Читаем Театр в квадрате обстрела полностью

Оркестранты собираются в артистическом фойе. Люди в партере и на хорах негромко переговариваются, взволнованно оглядывают знакомый зал, — он сохранен комендантом Филармонии, старейшим артистом ее оркестра, Арсением Арсениевичем Петровым. Старый музыкант догадался снять хрусталики со знаменитых люстр. Сейчас люстры зажжены не в полный накал, но они горят! Их свет сливается с солнечными лучами, бьющими сквозь раскрытые створки потолочных окон, неплотно заделанных фанерными листами (солнце ленинградским летом садится поздно).
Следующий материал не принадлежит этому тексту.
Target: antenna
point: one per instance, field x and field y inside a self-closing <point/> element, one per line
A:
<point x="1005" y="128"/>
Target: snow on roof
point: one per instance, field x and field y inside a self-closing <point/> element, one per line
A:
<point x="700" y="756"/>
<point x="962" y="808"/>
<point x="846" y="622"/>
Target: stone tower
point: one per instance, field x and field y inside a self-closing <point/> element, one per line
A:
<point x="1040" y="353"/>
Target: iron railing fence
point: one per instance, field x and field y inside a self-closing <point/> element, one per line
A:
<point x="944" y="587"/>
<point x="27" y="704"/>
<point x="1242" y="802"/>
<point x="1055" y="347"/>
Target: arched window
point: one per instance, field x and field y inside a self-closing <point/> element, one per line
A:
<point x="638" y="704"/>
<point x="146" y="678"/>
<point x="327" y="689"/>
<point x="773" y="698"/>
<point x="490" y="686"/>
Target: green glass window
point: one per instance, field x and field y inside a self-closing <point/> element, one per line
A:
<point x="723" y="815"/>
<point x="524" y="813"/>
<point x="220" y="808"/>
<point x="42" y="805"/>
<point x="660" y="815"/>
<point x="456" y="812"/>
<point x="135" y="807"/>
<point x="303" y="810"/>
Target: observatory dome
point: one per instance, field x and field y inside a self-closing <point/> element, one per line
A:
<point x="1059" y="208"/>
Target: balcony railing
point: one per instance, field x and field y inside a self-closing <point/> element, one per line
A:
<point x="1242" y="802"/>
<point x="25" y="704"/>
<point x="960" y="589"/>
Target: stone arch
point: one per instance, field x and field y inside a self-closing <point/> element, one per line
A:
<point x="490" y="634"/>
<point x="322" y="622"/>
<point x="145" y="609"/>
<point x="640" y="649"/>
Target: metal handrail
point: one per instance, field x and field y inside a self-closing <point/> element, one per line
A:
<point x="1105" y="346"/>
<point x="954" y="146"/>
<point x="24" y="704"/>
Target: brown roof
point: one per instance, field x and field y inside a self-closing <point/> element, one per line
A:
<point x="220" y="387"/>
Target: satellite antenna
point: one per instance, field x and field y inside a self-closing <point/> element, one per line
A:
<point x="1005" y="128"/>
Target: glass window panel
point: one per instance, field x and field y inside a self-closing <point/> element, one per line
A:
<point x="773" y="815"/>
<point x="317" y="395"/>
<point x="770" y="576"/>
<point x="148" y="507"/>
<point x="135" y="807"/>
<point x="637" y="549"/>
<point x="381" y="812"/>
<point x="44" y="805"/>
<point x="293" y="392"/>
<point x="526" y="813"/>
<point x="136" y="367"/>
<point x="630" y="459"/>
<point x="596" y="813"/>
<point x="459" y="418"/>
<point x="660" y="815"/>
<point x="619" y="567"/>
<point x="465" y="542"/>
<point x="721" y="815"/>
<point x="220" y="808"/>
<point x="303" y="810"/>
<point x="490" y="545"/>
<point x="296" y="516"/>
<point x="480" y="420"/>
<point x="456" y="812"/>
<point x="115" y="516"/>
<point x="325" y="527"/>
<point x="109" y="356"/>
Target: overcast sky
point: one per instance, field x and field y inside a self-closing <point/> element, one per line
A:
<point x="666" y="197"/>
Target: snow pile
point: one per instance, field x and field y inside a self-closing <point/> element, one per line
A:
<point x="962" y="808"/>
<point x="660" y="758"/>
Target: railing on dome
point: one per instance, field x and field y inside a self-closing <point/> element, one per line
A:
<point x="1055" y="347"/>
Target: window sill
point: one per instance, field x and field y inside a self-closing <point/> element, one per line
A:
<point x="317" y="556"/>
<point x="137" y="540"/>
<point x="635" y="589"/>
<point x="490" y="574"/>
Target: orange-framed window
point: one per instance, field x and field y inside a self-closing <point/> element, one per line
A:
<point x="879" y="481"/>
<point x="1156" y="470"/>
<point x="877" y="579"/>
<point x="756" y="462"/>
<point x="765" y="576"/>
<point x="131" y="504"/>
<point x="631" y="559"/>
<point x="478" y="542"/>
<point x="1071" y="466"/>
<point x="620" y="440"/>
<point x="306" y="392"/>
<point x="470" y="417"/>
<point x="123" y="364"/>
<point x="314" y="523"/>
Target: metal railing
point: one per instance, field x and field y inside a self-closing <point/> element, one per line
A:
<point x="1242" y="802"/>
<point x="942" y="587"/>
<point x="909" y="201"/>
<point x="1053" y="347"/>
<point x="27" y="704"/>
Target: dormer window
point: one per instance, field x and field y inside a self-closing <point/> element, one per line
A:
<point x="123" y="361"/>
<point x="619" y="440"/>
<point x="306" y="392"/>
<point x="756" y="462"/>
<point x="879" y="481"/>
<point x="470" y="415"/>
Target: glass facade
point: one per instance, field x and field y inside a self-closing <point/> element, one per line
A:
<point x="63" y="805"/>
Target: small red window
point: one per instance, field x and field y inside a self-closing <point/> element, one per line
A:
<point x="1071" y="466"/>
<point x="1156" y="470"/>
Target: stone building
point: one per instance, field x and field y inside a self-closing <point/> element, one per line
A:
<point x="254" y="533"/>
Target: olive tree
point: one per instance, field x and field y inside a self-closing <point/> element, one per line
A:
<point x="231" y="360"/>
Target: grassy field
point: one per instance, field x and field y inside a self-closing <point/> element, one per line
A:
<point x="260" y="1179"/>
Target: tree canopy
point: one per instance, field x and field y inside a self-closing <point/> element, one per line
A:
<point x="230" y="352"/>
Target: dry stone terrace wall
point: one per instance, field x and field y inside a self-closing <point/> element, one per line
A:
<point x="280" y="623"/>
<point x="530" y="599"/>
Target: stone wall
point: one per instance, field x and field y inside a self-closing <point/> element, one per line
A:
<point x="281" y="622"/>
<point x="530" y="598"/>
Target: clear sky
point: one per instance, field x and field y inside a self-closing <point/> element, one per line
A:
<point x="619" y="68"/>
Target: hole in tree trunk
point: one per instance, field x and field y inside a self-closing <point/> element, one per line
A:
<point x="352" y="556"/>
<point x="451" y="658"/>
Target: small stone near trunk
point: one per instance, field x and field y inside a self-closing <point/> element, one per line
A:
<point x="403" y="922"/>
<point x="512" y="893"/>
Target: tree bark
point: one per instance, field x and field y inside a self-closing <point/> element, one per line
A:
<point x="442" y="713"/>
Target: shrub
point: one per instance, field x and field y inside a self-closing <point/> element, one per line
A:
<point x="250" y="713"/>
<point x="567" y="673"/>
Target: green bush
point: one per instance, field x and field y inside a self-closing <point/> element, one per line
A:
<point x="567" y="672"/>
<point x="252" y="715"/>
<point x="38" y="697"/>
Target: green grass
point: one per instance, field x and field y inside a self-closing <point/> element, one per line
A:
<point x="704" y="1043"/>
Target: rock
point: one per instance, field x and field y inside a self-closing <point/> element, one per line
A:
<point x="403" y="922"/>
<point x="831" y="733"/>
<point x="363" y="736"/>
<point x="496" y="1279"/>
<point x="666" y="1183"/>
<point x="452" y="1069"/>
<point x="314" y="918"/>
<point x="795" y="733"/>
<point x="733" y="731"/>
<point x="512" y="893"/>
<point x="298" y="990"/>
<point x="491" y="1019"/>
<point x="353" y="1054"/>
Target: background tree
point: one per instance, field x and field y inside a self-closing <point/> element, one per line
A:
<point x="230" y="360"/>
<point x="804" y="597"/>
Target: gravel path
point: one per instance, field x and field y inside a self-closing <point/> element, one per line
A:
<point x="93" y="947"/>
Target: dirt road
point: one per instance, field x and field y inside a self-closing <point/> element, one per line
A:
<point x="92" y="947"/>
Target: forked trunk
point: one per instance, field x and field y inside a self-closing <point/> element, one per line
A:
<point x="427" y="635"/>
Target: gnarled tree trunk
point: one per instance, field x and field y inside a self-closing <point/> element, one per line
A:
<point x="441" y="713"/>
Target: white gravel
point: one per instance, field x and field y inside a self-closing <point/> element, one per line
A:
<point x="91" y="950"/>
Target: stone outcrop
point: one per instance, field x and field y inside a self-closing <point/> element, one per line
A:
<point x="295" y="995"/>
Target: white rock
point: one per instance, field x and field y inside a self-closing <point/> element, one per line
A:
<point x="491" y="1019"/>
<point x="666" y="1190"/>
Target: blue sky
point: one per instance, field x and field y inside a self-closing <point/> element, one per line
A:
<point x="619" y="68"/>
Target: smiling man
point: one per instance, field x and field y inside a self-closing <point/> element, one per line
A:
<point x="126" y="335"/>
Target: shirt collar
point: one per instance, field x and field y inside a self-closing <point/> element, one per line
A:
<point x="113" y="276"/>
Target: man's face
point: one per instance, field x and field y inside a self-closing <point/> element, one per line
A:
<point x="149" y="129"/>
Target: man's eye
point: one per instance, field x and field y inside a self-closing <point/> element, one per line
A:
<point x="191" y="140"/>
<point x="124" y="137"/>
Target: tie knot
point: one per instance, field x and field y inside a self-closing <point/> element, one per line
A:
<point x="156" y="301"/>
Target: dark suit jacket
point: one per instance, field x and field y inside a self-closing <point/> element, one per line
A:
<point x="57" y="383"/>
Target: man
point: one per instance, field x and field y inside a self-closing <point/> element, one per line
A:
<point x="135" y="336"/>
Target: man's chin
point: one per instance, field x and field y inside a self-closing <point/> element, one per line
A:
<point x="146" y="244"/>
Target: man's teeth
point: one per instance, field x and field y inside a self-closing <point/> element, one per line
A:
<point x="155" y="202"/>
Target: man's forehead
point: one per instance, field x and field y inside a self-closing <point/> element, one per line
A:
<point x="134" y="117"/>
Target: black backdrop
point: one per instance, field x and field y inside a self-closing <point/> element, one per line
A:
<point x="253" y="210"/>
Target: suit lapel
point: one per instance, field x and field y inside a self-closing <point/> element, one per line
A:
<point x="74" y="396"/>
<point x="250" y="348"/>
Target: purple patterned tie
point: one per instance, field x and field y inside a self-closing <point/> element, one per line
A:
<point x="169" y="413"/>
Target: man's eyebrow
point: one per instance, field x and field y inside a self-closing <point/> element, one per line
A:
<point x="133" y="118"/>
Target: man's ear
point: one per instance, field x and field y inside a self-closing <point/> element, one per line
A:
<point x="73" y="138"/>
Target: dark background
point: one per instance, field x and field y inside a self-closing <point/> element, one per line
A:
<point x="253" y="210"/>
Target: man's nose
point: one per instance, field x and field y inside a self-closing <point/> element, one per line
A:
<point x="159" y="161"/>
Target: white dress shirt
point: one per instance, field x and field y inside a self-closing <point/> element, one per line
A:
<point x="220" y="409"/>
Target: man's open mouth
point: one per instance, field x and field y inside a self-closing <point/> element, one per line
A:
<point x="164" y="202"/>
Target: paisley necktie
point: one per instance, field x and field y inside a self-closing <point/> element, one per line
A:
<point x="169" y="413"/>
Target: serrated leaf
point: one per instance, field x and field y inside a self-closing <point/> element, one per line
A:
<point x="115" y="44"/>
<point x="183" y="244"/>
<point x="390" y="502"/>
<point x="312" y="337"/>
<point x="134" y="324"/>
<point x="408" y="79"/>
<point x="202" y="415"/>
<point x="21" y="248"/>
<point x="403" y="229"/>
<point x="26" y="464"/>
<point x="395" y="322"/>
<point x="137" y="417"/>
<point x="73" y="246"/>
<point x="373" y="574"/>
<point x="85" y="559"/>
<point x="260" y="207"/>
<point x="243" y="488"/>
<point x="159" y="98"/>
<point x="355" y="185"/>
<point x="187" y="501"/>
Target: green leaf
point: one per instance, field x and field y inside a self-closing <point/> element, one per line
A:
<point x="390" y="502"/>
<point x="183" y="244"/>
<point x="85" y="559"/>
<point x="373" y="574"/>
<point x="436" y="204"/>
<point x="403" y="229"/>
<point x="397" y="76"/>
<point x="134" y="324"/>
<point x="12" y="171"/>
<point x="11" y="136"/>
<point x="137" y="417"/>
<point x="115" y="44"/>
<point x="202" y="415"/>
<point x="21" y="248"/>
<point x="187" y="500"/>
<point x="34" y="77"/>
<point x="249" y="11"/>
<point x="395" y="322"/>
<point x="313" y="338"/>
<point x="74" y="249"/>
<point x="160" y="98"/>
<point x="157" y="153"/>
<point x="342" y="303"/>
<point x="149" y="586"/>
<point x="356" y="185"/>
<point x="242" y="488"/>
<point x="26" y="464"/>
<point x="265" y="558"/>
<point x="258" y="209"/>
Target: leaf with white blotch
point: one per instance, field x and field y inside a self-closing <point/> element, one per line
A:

В центральном проходе зала на длинных штативах укреплены микрофоны, которые должны поведать о победе, одержанной в этом зале, всему миру. Зал переполнен. Многие встретились здесь после большого перерыва. Здесь не услышишь обычных театральных разговоров: «Как она плохо выглядит». Здесь говорят: «Она еще жива!» В одном из первых рядов сидит молодая девушка с букетом цветов. Часто поправляет светлые волосы Ольга Берггольц. Улыбаются друг другу радисты: они чувствуют себя именинниками. Негромко переговариваются военные. Люди передают друг другу удивительную новость: ленинградской артиллерии отдан приказ полностью подавить сегодня огонь фашистов.

Артиллерийская дуэль действительно гремела с утра. Но постепенно голос наших пушек стал крепчать. Ленинградская артиллерия обрушила на укрепления фашистов такой огненный ураган, что тем осталось уползти в свои щели и затаиться. В часы, когда исполнялась Седьмая симфония, на протяжении ее восьмидесяти минут, ни один снаряд не упал на улицы Ленинграда, ни один вражеский самолет не прорвался в город.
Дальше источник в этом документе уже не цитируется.